看著馬車上還有沒打掃干凈的沙土,加上她嗅覺特別靈敏,一聞就能聞到,這個車最近很可能拉過不可描述的東西,雖然沙土清理了,但是,它味道大啊。
愛干凈的江露,她就不想上去,在邊上抿著紅唇,瞅來瞅去。
眼看著周圍幾個女知青都拍拍灰坐了,她不得不也找個地方坐,總不能跟著車走,她已經沒有力氣了,待看向那個馬車唯一空出來的位置,她還用眼睛掃了好幾眼看看那里臟不臟,可好像還是有點臟,這時旁邊的人不知從哪兒拿過一件干凈的上衣攤開鋪在了那里。

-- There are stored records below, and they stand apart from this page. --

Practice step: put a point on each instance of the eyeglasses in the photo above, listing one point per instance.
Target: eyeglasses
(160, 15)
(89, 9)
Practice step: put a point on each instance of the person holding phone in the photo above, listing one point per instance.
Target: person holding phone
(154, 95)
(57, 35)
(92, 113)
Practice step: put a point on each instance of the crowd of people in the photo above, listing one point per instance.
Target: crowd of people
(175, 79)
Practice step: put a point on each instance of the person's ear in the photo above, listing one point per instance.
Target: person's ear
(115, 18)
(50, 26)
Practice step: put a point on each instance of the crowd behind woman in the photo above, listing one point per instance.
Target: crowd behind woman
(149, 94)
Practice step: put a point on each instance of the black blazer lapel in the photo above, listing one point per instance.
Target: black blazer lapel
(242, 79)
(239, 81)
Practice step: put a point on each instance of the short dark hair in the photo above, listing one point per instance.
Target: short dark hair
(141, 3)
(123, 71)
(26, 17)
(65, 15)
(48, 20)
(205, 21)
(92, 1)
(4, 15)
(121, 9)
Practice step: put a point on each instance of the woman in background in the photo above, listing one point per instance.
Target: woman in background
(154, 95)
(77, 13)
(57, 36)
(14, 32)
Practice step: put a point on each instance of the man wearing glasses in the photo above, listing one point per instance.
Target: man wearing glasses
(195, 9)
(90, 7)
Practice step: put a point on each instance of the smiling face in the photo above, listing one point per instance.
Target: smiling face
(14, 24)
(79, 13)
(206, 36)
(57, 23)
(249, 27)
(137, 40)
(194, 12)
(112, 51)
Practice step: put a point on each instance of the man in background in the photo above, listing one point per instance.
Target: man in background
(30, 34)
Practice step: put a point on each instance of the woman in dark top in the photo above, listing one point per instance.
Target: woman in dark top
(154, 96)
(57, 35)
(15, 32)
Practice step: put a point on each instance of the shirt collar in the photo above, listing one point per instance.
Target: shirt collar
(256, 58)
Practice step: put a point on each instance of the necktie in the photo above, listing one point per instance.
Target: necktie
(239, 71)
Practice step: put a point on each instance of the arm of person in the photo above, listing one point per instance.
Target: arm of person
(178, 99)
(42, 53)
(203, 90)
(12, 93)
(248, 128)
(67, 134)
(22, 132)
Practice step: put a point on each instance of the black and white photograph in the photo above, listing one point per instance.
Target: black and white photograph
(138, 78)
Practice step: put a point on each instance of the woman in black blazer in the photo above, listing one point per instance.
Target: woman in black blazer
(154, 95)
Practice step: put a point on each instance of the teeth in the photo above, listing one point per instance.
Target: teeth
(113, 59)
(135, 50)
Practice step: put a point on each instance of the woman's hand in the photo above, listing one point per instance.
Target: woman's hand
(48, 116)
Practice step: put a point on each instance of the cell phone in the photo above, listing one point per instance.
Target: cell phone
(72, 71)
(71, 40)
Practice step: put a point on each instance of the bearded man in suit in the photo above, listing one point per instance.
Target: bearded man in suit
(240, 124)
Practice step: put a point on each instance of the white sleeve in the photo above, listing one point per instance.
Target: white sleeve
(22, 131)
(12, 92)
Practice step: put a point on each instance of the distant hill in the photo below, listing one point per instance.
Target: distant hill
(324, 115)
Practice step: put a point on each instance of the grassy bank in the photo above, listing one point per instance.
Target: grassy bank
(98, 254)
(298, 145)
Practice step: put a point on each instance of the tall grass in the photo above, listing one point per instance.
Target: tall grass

江露立即看了過去,鋪衣服的就是那個叫援朝的流氓,對方也正看著她,手好像放在那里占著位,那樣子好像給她留得似的,一直看著她。
江露原地待了一會,直到有人催促才走過去,對方這才移開了放在衣服上的手,臉也轉向前面。她也不想坐那里緊挨著他,可她轉了一圈,七個知青,九個人,雖然女知青個個瘦小不重,但還要放行李,馬車雖然大,但已經很擠了。
剛才江露猶豫上來的又慢,好地方都被坐上了,只剩下剛才那個人鋪衣服的地方還能坐個人,眼看車就要走了,沒有辦法,她只好嘟著臉,冷若冰霜、勉為其難地坐在他的破上衣上面。
衣服上還殘留著不知是體溫還是陽光下曬的溫度,還有蒸騰的汗意,江露聞到了,那汗意仿佛帶著侵略性,讓她感覺到不舒服,她不自在地在上面挪了挪屁股,稍微離那個趕馬車的人遠一點,變態。
可是馬車人多又擠,行李又在中間,山路還特別的顛簸,路這么難走,車還趕得飛快,江露覺得自己整個人仿佛被車拋上拋下,好幾次顛的屁股離開了座位,她“哎呦”了一聲,趕緊揉了下屁屁。
她已經盡量離他遠一點,但還是避免不了顛簸之下的碰觸。
不僅大腿會碰到一起,肩膀和胳膊擠來擠去,江露身子柔弱無骨,哪里撞得贏肌肉,她只能盡最大的可能側過身體,挺直腰背,將后背對著他,結果屁股還會碰到他的大腿。
陳露只能盡量轉移自己注意力,心煩,面對流氓,她的臉蛋越來越冷若冰霜,神圣不可侵犯。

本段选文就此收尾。